This story was originally posted on Micronutrient Initiative.
“They call me the Queen of Iodized Salt,” says Marie Diouf as she surveys her salt pond. A salt harvester from Fatick in Senegal, Marie used to harvest salt from a commonly-owned salt flat.
She and a few other women would work together but their salt was not iodized and of very poor quality, earning them very little money and putting newborns at risk of iodine deficiency disorders, the leading cause of preventable brain damage.
Fatick is one of the largest salt harvesting areas in Senegal where MI has been concentrating its efforts in improving iodization. Small producers are the norm here, like Marie, who don’t have access to larger markets across West Africa.
MI’s approach to iodization here has been to encourage the creation of “Groups d’Interet Economique” or GIEs. Small processors join together to share costs and increase market share. Included is support for iodization, as well as a revolving loan fund for potassium iodate.
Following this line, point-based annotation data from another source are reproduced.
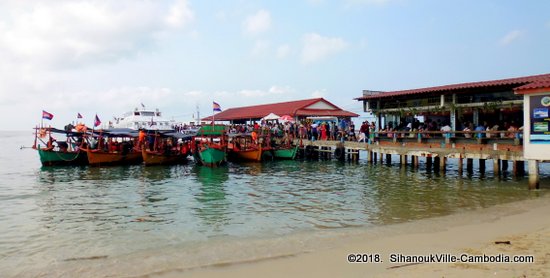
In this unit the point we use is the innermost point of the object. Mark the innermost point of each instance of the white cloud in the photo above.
(180, 14)
(319, 93)
(260, 47)
(510, 37)
(350, 3)
(283, 51)
(67, 33)
(257, 23)
(317, 47)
Marie joined the local GIE and was identified as someone with skill and drive. She received training on improved salt harvesting techniques and worked with MI to develop a business plan so she could buy a salt flat herself. MI supported her application for a small business loan and worked with her as she implemented her plan, including salt iodization. As part of MI’s South-to-South training project, Marie traveled with a group of salt producers to Ghana to learn improved business models from salt processors there. Marie’s business has grown – she now employs about 20 women and has hired her husband to work for her.
Marie has spoken to other GIEs in the country about how she built her business and about how important adequate iodization is to her business and the country. She’s also shared her experiences with students at local schools, demonstrating that there’s a good living to be made close to home. This is why they call her the “Queen of Iodized Salt”.
With MI’s support, Marie has improved her family’s well-being, the livelihoods of the women who work for her and the future for the children who are now protected against iodine deficiency disorders.